# GI JOE 2, Delayed to be 3D Converted



## Earl Bonovich (Nov 15, 2005)

http://www.worstpreviews.com/headline.php?id=24940&count=0

I've been looking forward to GI JOE 2 since, the trailers hit about 6 months ago. From the trailers it looks like they were going to do it right this time... The scense for the martial arts and the sword work look awsome.

It was set to release in about 4 weeks.
In fact, just before Avengers it had a long extended trailer promoting it.

But now... it was just announced, it being pulled for 9 months... so it can be converted to 3D.

First... if the movie wasn't filmed in 3D, Directed for 3D, conceptualized in 3D... it is going to be absolutely garbage in 3D.. (3D itself in my opinion is so overrated).

Second... How much is it going to cost you to "covert" to 3D, vs all the re-advertising/promotion you are going to have to do in 9 months... As you basically just totally wasted everything in the last 6 months promoting it.

Third.... 3D in general... The reason why you see the uptake in 3D viewership, is SD Options are less available. Avengers in my area, was in 2D on 1 screen out of the 4 available. It's not that people want to see it in 3D, you are not giving them a choice, and are raking in the extra $3-$5 per ticket.

ARG!!!!!!!!!


----------



## spartanstew (Nov 16, 2005)

Earl Bonovich said:


> you are not giving them a choice,


Sure they are, just wait for the Blu Ray release. I've been doing that for nearly 10 years (3 years Blu Ray, 7 years DVD).


----------



## Earl Bonovich (Nov 15, 2005)

spartanstew said:


> Sure they are, just wait for the Blu Ray release. I've been doing that for nearly 10 years (3 years Blu Ray, 7 years DVD).


Very true... I have done that significantly over the last decade.

But there are handfull of movies that I look forward to each year, to make it a date night or guys night.... Avengers, GI Joe, Batman, and SpiderMan are this years...

We also had a Martial Arts Demo night scheduled for the release weekend (booth in the lobby showing off the school).


----------



## spartanstew (Nov 16, 2005)

We have date night right in our own theater - much better than the public theater.


----------



## Earl Bonovich (Nov 15, 2005)

spartanstew said:


> We have date night right in our own theater - much better than the public theater.


We do that too, but sometimes it is just nice to get out...
We don't do it often, but... GI Joe wasn't a date night one either.

I am not sure what I am more ticked about... the delay, or the fact they are going to ruin the movie with 3D.

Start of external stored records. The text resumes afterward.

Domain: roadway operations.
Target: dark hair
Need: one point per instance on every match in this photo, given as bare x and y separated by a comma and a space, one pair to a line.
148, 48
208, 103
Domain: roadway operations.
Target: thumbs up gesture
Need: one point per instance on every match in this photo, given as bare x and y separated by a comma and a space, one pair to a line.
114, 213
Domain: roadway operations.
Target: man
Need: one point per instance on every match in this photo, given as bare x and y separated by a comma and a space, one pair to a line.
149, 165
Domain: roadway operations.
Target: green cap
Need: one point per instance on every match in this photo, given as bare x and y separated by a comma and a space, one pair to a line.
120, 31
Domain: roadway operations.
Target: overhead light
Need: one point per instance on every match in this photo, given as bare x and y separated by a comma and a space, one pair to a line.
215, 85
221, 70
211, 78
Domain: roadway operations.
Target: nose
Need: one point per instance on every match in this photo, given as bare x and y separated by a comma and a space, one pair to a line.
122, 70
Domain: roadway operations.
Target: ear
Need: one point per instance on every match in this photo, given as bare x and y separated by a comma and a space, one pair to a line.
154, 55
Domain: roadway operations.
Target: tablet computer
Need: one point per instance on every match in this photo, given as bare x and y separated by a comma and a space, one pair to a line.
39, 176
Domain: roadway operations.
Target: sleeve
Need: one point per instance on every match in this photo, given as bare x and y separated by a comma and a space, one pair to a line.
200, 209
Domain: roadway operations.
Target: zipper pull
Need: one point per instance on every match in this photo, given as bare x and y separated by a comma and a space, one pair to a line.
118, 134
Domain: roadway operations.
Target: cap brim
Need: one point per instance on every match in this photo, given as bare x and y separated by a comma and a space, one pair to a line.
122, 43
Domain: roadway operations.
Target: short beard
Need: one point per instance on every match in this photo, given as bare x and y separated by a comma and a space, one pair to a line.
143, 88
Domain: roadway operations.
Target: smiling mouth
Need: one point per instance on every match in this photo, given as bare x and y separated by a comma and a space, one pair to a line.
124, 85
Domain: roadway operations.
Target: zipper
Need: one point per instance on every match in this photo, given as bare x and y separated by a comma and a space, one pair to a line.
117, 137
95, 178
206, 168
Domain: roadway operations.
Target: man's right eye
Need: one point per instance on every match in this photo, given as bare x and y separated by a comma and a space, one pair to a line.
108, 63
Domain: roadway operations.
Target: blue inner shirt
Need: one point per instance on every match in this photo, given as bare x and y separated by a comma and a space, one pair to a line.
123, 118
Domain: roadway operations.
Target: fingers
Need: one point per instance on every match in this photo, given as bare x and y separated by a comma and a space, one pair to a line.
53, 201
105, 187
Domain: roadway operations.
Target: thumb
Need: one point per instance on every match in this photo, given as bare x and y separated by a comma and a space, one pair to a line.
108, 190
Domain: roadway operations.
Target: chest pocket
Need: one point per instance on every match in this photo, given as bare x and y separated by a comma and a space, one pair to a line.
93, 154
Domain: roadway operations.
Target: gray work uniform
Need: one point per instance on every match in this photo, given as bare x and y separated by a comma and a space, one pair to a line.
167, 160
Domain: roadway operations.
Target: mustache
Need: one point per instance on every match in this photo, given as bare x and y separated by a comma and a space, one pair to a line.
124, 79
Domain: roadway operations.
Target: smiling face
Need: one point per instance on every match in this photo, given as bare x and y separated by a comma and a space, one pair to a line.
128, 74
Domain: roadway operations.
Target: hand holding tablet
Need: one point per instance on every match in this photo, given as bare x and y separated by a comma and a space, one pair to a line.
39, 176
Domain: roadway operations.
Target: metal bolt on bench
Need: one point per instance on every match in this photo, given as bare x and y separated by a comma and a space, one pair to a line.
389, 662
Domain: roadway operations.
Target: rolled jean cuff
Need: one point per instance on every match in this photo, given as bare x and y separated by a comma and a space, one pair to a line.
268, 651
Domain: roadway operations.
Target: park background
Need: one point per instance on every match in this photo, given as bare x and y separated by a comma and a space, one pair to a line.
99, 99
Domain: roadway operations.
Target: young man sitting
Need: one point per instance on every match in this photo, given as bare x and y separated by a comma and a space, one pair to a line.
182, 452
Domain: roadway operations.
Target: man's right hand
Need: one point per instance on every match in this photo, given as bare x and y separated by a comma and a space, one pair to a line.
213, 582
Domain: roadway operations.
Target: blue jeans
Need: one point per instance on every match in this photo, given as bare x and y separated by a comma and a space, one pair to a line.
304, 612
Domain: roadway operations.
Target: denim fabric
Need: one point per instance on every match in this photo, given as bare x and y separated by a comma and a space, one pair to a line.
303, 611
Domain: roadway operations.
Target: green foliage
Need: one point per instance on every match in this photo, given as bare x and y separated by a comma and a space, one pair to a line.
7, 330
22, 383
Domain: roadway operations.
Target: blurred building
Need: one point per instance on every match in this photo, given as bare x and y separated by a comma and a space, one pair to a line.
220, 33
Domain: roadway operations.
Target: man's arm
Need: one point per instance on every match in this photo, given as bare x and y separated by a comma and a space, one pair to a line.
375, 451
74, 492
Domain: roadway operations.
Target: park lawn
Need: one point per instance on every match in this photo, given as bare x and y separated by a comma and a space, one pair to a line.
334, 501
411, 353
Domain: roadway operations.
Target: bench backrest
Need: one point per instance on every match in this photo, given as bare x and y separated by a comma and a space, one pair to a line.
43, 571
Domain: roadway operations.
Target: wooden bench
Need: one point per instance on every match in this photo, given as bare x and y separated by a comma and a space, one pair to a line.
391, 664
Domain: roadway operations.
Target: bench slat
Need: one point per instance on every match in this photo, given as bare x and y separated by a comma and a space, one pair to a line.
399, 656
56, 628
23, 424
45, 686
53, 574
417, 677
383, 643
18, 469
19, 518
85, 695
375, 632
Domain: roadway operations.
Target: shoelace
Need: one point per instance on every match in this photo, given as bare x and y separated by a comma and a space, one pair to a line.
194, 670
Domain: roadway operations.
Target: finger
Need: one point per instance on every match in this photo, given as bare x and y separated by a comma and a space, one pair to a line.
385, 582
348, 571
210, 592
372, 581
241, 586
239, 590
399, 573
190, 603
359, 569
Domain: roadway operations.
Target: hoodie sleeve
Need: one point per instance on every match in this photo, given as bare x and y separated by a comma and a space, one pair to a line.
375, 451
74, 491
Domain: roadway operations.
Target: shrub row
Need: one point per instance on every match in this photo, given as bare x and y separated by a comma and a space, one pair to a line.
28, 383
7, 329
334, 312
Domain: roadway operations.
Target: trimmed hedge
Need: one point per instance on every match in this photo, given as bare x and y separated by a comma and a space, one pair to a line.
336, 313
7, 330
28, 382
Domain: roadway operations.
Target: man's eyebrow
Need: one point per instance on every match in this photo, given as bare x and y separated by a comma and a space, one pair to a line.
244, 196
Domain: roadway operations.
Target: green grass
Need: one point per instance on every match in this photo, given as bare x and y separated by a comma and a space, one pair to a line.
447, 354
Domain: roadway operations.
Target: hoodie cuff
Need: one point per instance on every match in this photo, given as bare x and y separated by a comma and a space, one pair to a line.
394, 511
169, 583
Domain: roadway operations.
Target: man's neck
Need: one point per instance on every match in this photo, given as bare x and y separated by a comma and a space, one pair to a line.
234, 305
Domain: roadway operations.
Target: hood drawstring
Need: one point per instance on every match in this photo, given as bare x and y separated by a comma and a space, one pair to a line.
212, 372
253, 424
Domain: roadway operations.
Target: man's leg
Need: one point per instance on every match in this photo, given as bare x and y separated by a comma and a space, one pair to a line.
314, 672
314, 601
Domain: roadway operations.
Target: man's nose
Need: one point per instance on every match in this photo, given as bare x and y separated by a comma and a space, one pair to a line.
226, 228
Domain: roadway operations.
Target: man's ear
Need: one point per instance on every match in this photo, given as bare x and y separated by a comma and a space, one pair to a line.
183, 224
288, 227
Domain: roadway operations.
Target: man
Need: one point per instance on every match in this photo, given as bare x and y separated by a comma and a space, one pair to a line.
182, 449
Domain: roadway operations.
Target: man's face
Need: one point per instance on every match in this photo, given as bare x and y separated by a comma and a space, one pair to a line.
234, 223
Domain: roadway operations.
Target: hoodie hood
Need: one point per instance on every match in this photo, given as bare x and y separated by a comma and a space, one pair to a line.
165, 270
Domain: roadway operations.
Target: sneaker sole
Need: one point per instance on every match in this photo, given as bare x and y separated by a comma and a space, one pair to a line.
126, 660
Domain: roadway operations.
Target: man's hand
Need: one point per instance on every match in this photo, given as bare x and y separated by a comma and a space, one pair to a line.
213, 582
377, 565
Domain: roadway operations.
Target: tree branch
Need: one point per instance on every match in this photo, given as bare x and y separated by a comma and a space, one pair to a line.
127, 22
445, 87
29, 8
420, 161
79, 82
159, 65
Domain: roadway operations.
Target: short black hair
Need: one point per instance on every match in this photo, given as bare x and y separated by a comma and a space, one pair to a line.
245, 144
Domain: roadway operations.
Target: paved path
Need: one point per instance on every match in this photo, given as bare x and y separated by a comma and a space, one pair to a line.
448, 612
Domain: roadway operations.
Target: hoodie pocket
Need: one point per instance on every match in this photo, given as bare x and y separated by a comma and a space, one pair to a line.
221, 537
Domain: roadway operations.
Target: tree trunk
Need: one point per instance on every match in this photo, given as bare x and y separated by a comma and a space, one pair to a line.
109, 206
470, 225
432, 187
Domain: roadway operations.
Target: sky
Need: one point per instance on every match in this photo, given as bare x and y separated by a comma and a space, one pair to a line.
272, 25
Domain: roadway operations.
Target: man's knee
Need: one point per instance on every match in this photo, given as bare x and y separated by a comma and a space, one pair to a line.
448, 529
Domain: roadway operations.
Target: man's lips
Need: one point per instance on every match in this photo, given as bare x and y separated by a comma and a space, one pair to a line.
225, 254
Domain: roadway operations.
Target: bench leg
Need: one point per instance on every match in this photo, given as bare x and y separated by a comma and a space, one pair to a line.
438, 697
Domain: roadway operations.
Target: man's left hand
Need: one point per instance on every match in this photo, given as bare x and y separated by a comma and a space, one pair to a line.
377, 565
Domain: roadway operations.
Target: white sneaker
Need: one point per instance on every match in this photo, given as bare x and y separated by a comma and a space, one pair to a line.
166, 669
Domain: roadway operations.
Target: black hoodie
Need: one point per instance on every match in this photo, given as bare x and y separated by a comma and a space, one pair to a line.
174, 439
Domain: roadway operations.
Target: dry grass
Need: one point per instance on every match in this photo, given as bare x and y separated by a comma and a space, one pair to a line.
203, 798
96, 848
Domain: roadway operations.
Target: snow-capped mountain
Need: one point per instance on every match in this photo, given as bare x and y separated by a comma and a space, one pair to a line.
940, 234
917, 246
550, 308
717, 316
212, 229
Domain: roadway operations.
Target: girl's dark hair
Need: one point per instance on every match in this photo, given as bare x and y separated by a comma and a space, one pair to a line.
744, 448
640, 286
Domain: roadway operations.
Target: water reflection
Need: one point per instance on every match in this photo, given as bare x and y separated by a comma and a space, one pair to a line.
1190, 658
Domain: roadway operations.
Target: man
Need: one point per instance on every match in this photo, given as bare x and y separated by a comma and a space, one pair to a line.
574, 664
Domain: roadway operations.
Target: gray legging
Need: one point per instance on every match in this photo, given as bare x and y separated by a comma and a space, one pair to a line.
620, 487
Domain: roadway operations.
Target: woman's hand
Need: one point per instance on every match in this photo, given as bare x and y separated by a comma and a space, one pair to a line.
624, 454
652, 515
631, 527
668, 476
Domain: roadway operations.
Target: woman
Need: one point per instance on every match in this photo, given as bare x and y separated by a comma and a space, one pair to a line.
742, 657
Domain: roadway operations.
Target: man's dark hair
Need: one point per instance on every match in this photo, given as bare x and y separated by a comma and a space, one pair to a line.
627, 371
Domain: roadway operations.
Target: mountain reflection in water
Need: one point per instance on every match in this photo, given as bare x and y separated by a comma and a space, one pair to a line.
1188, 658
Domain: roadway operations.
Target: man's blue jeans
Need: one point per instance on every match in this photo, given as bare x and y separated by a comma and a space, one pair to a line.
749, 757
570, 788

Paramount screwed up the Last Avatar when it pushed it to 3D (over 30 minutes of the movie was removed)


----------



## spartanstew (Nov 16, 2005)

I'm more bummed about the delay (even longer to get to Blu Ray). I watch the occasional movie on 3D at home, but I could probably do without it.


----------



## kevinturcotte (Dec 19, 2006)

I hope all theaters don't convert 100% to 3D. Granted, I don't go out to the movies all that much, but once in awhile there's a movie I do want to go and see. I'll probably see The Hobbit this December-IF I can find it in 2D. I can't see simulated 3D.


----------



## dpeters11 (May 30, 2007)

I hate this stuff. I'm done with 3D in general. I saw Tron in 3D, and was fine with it. That worked for me. Other than that, 2D only please.


----------



## weevil6772 (Aug 2, 2012)

I only dislike the post conversion 3d. Most of it isn't nearly the quality of films shot in 3d.


----------